Across every geographic region, companies may be subtly tricking and manipulating consumers with their use of dark patterns. Dark patterns (also known as “deceptive patterns”) are practices used by organizations to deceive consumers or make it difficult for them to express their privacy preferences. There are currently countless popular websites that use dark patterns to manipulate consumers into sharing more data than they intended or prefer. Organizations have also used dark patterns to influence purchases by illusory scarcity or fabricated reviews. Consumer trust is essential to the success of an organization and requires an awareness and attention to the harmful use of dark patterns in website and app designs.
Dark Patterns and the Regulatory Environment
Earlier this year, the United States Federal Trade Commission (FTC) brought an action against an organization for their intentional use of dark patterns. The FTC claimed that the organization manipulated consumers into enrolling into their membership subscriptions that automatically renew. It was noted the consumers found it challenging to purchase items without a subscription, and when attempting to cancel the subscription, there was a deliberately complicated process.
In this case, the process to cancel a subscription required the consumer to click a minimum of six times from the company’s website. Each of the required clicks were not necessarily easily accessible from the last click:
- Membership Central
- Manage Membership
- End Membership
- Continue to Cancel
- Continue to Cancel
- End Now
Because of the gently coercive design tactics the organization used, the FTC alleged the cancellation process was a labyrinth. This is just one example of how an organization’s use of dark patterns attracted regulatory attention.
Privacy Dark Pattern Impacts
Many deceptive user interface design tactics employ psychological techniques, including manipulative or confusing language. These tactics can include complicated privacy settings, where preferences are distributed across multiple pages. The example image below shows the use of manipulative language to gather personal information by creating uncertainty about whether users can enter the website without sharing their email address and where the option to proceed without sharing is not clearly presented.
Implementing dark patterns into the user experience may not only impact the corporation’s bottom line through fines and reputational damage, but it also erodes consumer trust across industries.
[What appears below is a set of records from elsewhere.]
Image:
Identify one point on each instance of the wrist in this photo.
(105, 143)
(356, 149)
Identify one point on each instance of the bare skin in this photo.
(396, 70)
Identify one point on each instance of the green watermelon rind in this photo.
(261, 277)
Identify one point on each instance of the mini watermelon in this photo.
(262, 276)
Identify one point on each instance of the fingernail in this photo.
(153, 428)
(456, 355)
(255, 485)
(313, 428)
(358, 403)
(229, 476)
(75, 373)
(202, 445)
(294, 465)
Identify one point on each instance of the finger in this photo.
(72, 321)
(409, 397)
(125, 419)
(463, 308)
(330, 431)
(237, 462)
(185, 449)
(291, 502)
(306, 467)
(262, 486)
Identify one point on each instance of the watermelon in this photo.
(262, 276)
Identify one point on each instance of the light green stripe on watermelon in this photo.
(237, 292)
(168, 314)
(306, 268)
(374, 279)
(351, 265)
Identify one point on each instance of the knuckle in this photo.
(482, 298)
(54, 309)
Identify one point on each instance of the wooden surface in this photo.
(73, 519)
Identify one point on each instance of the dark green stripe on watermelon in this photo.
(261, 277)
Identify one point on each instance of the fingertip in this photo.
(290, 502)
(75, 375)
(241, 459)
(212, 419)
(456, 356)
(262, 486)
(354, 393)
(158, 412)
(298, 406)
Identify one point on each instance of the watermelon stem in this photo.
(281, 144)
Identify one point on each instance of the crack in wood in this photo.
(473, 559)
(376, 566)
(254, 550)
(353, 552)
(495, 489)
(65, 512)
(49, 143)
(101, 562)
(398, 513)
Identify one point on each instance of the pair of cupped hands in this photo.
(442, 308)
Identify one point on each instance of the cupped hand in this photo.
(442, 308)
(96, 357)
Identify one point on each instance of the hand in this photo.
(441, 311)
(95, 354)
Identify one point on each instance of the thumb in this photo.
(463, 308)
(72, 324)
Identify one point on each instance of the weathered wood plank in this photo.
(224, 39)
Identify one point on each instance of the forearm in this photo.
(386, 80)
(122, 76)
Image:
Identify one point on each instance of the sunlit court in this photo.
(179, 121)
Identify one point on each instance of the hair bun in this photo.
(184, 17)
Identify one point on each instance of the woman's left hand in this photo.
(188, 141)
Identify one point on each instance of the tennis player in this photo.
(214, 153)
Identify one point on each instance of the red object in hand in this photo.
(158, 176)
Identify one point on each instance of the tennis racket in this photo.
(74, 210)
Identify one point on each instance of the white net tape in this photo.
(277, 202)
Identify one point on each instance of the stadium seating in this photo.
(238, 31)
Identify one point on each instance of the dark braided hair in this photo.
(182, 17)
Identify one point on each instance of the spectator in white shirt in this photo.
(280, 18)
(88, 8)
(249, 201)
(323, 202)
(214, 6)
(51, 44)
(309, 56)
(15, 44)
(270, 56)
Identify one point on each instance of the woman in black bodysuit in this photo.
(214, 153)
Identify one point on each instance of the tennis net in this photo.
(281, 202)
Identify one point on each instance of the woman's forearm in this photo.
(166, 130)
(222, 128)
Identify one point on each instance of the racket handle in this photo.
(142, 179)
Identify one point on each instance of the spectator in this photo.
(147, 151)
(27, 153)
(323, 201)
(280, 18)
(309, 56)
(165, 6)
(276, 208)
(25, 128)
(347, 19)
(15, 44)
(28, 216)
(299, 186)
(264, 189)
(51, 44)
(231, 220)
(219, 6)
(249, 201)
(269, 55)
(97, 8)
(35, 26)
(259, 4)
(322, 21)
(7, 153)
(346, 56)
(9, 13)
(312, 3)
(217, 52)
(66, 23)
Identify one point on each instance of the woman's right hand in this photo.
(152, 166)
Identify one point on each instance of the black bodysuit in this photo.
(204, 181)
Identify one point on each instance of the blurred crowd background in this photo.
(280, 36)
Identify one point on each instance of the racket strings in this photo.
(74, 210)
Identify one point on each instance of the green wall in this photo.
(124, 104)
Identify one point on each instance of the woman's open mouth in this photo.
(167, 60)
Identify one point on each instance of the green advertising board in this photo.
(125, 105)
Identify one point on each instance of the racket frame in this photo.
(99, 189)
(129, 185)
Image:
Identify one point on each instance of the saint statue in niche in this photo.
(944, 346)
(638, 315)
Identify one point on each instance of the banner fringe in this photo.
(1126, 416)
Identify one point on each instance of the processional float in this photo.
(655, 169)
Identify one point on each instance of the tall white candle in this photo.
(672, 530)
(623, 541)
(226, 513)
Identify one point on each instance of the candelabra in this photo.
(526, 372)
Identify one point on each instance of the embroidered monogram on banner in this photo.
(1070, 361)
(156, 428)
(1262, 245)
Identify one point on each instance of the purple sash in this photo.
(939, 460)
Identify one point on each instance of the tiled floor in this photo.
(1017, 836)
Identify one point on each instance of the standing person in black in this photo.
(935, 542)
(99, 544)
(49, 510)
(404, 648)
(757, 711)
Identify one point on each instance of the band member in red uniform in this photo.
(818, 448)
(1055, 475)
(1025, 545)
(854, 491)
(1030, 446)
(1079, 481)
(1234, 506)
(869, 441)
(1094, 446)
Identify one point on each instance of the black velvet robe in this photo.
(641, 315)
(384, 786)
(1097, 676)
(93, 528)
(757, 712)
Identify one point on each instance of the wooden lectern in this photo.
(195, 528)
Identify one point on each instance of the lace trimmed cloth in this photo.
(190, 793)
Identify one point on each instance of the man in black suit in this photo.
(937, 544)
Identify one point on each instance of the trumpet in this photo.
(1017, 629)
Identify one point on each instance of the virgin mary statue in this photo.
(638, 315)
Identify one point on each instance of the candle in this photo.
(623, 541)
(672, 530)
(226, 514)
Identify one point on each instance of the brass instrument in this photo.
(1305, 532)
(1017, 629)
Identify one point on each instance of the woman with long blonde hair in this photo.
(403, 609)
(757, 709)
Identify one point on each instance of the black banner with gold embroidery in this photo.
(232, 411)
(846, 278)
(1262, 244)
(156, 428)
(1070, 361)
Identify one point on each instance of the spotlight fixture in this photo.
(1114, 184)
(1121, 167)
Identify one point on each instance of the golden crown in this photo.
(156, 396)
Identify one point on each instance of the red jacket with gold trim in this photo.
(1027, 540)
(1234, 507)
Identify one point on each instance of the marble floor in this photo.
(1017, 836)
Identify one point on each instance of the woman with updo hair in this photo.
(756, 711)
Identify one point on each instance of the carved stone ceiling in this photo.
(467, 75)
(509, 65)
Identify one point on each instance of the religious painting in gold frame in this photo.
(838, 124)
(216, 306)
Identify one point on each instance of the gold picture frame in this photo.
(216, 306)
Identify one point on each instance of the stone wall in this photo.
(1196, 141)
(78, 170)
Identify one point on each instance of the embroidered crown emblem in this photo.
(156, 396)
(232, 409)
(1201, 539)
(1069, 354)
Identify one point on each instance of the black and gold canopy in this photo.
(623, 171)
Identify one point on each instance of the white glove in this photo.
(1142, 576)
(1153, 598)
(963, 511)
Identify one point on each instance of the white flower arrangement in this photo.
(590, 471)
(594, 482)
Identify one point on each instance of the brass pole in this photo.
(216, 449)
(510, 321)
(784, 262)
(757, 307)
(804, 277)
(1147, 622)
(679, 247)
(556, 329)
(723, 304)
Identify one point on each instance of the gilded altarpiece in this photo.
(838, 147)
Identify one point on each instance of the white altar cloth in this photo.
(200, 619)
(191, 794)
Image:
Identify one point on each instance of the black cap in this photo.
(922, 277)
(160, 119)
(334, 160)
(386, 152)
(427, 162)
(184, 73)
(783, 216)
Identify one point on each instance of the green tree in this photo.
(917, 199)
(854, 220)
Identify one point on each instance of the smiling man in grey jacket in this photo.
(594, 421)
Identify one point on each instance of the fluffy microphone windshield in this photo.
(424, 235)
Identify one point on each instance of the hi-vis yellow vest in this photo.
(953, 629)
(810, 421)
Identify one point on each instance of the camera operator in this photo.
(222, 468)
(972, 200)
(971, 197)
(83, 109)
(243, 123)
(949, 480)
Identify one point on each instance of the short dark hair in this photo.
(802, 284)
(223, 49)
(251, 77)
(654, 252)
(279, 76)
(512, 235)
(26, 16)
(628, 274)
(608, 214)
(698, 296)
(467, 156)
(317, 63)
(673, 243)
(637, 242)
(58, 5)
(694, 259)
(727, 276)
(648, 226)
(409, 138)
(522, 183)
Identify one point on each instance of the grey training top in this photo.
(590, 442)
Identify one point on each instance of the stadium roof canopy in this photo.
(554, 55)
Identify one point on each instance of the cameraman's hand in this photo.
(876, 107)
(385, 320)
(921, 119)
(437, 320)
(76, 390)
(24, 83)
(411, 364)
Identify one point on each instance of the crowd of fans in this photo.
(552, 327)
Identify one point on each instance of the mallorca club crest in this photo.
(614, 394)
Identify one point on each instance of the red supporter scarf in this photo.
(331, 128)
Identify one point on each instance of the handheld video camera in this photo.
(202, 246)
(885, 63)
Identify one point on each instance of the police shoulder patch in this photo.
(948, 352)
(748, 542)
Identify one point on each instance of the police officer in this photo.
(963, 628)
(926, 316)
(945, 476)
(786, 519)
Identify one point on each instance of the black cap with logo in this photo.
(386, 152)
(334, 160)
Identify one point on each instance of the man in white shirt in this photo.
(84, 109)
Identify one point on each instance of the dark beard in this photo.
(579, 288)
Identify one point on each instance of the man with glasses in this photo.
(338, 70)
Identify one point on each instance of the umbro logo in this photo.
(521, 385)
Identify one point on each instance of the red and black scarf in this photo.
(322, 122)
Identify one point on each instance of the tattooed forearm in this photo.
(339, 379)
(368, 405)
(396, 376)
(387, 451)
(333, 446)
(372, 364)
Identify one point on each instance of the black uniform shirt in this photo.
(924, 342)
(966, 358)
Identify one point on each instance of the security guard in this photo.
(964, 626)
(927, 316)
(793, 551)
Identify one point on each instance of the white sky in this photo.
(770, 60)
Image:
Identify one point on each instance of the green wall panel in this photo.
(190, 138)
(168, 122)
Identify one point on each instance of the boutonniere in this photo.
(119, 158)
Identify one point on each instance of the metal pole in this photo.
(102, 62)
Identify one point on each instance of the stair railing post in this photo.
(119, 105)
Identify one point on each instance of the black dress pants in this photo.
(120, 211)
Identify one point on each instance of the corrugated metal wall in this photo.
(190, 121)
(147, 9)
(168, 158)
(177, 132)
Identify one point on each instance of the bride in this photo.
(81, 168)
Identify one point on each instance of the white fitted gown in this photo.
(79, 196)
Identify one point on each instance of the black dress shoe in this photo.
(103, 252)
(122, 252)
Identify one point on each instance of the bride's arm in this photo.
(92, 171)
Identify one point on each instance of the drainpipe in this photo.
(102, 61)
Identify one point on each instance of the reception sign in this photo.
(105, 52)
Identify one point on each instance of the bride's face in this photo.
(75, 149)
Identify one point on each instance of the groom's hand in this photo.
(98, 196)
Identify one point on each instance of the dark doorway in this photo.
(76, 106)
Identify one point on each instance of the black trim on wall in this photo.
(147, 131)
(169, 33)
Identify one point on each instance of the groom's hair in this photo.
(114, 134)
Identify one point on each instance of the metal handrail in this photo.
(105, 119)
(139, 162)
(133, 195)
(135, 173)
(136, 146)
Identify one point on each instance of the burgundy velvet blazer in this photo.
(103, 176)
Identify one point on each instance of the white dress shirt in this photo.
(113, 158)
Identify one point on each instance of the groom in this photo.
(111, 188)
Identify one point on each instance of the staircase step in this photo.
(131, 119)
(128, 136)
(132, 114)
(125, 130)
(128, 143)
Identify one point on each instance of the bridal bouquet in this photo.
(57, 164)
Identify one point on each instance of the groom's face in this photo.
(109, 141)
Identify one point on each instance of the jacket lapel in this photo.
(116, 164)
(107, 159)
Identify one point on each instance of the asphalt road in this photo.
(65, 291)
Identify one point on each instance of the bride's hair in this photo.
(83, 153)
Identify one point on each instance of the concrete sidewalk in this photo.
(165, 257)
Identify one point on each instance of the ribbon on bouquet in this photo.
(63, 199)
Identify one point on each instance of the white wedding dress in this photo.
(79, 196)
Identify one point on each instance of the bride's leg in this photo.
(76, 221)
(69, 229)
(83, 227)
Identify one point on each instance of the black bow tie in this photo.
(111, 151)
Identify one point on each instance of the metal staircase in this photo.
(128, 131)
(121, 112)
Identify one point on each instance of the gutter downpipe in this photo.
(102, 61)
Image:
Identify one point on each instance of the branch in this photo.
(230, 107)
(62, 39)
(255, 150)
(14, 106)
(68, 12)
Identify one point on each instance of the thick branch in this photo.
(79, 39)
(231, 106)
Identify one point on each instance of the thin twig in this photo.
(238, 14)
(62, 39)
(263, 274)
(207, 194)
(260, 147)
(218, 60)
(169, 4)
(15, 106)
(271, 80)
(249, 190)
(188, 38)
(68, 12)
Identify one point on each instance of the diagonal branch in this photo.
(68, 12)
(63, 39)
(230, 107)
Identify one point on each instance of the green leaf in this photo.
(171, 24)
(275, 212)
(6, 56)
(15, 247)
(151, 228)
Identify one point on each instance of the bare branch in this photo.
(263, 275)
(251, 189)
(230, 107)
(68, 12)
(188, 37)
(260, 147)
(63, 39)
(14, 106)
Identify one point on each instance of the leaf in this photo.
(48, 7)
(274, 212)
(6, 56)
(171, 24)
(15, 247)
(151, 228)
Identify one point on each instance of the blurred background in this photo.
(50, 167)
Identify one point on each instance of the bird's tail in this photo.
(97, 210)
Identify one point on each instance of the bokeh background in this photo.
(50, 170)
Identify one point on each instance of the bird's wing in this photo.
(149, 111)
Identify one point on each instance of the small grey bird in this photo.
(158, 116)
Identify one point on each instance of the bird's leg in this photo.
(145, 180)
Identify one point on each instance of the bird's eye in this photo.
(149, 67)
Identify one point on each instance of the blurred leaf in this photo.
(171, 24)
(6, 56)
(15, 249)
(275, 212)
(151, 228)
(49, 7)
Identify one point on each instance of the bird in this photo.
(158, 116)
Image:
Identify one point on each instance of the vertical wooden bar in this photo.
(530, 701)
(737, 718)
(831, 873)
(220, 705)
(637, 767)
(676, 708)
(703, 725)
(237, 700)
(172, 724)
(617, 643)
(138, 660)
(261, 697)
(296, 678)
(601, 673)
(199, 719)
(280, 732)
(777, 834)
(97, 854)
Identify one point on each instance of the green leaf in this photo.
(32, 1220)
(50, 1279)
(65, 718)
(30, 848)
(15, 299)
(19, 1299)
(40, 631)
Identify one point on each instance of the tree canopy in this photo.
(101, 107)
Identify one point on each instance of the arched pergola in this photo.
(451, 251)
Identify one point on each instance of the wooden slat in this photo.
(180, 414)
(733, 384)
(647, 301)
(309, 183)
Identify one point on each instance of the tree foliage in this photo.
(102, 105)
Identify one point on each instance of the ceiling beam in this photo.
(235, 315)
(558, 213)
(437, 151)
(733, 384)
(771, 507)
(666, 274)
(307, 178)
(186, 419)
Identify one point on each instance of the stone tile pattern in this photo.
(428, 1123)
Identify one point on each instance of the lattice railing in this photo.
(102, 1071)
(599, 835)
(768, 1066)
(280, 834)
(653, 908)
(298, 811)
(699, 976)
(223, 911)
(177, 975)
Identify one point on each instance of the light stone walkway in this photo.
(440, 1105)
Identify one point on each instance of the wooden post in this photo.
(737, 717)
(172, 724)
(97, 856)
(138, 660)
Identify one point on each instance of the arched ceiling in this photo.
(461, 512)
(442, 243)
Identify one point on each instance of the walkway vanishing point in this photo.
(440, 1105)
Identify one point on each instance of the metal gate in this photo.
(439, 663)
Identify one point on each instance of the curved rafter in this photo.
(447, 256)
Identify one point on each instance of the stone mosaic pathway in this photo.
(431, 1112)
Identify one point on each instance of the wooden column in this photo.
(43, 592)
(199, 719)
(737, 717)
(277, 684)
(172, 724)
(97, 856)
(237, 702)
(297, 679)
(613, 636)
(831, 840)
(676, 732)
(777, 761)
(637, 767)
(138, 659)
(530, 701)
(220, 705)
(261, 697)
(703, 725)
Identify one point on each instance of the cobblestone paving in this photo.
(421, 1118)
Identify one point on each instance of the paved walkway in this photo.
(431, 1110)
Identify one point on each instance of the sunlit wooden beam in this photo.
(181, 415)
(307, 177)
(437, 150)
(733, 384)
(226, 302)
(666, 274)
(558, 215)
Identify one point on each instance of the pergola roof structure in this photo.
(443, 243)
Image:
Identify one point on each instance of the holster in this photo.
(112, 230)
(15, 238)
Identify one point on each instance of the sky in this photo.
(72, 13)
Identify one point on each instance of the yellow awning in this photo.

The use of dark patterns may also disproportionately affect and harm marginalized groups, including lower-income individuals and individuals with lower levels of educational attainment. Organizations should be aware of how deceptive interface practices impact their customer relations and satisfaction.
Where Do We Go from Here?
Enterprises can put methods in place to avoid fines and erosion of consumer trust. A Privacy by Design (PbD) approach incorporates privacy protection measures into the design interface. This method works to protect consumers’ data from unwanted collection and ensures enterprises are honest and transparent about the data they collect and how it will be used. PbD makes users’ data protection a priority and minimizes intentional deceptive patterns.
Another method enterprises can use to address deceptive patterns is collaborating with User Experience (UX) and marketing departments within their organization. UX professionals provide valuable insights based on their unique experience working closely with information security, legal, compliance and risk management. By collaborating with marketing professionals, there is an opportunity to ensure marketing tactics are aligned with company mandates regarding deceptive patterns and to build trust with consumers. Although ensuring alignment with organization mandates is essential, it may be necessary to go beyond this and implement additional anti-deceptive designs to gain the trust of users.
ISACA’s Eliminating Deceptive Privacy Practices white paper provides further details about what dark patterns are and how organizations can address these deceptive tactics. It is crucial that organizations foster a collaborative environment with privacy professionals to adopt interface designs that are not employed to manipulate consumers to gain a competitive advantage. Adopting a user-centric approach to interface design will benefit both the enterprise and consumers in the long run.